An Sir Walter Scott, Baronet. Verehrter Herr! Ich habe mich lange mit der mir von meinem Ehrgeiz eingegebenen Hoffnung getragen, den reichen und zahllosen Gaben, die auf den Altar Ihres Genius niedergelegt wurden, meinen schwachen Tribut beizufügen. So oft ich der Welt ein neues Buch darbot, weilte ich eine Zeitlang bei der Betrachtung, ob dasselbe würdig sei, mit Ihrem großen Namen geschmückt zu werden, und jedesmal schob ich die Sache hinaus, in Aussicht auf jenen Tag besser begründeten Verdienstes, der nie kam.

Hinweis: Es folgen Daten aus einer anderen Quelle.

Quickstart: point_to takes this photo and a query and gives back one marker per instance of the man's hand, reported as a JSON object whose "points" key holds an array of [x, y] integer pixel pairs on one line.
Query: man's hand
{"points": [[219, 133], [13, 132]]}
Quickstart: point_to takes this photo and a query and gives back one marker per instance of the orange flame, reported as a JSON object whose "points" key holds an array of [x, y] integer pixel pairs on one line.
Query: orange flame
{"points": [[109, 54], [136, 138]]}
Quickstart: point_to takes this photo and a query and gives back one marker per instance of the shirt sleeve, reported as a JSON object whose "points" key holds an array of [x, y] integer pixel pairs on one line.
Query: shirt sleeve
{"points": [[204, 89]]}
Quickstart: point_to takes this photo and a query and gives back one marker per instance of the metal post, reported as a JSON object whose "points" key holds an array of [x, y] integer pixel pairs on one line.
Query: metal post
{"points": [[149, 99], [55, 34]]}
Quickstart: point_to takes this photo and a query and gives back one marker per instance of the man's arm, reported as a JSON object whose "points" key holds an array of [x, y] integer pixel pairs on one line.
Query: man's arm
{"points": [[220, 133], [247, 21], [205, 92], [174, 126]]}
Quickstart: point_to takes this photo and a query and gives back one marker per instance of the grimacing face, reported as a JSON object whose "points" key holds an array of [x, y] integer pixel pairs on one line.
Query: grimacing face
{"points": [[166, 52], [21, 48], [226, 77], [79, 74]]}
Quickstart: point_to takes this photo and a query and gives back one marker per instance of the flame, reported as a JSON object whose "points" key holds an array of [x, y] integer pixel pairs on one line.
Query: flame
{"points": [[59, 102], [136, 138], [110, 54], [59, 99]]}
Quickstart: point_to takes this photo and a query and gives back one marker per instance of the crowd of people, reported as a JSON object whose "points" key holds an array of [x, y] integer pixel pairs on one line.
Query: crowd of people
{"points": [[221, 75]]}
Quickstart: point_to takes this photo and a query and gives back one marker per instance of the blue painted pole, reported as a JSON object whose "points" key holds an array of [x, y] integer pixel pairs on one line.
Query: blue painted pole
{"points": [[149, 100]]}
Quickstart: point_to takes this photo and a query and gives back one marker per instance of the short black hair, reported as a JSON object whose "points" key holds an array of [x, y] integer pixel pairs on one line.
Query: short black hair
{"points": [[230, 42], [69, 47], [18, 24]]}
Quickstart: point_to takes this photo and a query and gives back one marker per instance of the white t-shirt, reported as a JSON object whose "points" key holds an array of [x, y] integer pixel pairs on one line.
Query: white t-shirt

Nun ich aber bei einem Werke angekommen bin, das die Reihe schließt, welche ich von Anfang an im Auge hatte, ist dies vielleicht die einzige mir noch offenstehende Gelegenheit, Ihnen jene hohe, gerechte, warme Bewunderung auszudrücken, die Sie mir, wie allen meinen Zeitgenossen, eingeflößt haben, und welche ein französischer Schriftsteller so anmutig »die glücklichste Prärogative des Genies« genannt hat. So ergreife ich denn diese Veranlassung, nicht als die beste, sondern um die letzte nicht zu verlieren. Ihr Ruhm als Dichter und als Erzähler hat jene Höhe erreicht, auf welcher das Lob überflüssig wird; aber hier eben scheint mir im Charakter des Schriftstellers em noch höherer Grund zur Verehrung zu liegen, als in dem seiner Schriften. Wer kann das Beispiel zu erreichen hoffen, das Ihr Genius uns giebt? – Wer das Beispiel vergessen, das Ihre Mäßigung uns hinterläßt?